MGA- a value play for Electric Vehicle adoption
Unit sales has improved for the auto industry from down 48% y/y in April to down 5% in November. Low interest rates, low inventories, more driving, less flying, has driven auto sales. The focus on green energy has helped drive EV sales as witnessed by the addition of Tesla to the S&P500. But EV industry shipments are only 3% of the total with a lot of growth ahead. MGA already has relationships with Fisker, Waymo (Google) as well as automakers in China and Korea around EV vehicles. MGA a few years ago was reportedly in discussions with Apple on helping them produce EV vehicles. Magna’s JV with LG Electronics announced last week helps round out the components they did not possess. At only a 12x PE, MGA is a cheap way to play the EV trend.
GAN- a value play as Online Gambling becomes the next big internet market (Replaced by $BETZ on 1/19/21 here)

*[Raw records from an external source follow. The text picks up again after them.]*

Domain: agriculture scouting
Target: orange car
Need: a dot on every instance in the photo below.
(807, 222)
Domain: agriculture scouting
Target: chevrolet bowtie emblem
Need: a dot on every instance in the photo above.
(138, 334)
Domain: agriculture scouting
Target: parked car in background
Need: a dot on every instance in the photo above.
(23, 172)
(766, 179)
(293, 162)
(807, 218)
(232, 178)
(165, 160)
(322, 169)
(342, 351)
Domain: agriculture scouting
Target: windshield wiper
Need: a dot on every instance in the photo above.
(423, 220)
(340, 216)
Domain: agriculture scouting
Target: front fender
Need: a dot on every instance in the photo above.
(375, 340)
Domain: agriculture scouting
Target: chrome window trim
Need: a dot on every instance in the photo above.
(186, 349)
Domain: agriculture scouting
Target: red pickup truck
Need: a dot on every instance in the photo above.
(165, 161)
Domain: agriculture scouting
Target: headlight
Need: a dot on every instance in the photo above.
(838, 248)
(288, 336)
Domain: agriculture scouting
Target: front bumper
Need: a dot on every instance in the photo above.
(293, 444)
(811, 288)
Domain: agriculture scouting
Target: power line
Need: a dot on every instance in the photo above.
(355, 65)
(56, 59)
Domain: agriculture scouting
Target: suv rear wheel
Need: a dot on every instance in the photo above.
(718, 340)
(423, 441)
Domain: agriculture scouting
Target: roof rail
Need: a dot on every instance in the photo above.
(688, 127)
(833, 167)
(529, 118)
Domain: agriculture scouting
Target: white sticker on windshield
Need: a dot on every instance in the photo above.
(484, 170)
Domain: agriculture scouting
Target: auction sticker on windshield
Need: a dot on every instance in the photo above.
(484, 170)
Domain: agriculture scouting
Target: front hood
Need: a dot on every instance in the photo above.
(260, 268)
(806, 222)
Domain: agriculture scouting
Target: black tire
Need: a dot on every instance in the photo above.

Online sports betting is the next massive internet market driven by state legalization following the Supreme Court legalizing online sports betting in May of 2018. The total Global Gaming market is roughly $450B and growing ~10% per year w/ only 12% on-line. GAN, with their acquisition of CoolBets, now has an online sports betting offering to complement their iGaming products. We believe the multiple will rerate as more states use GAN partners, such as FanDuel, who will be using their technology. The stock only trades at 8x CY21 EV/Sales versus some comparable companies that are over 20x.
Dan Niles is founder and portfolio manager for the Satori Fund, a tech-focused hedge fund.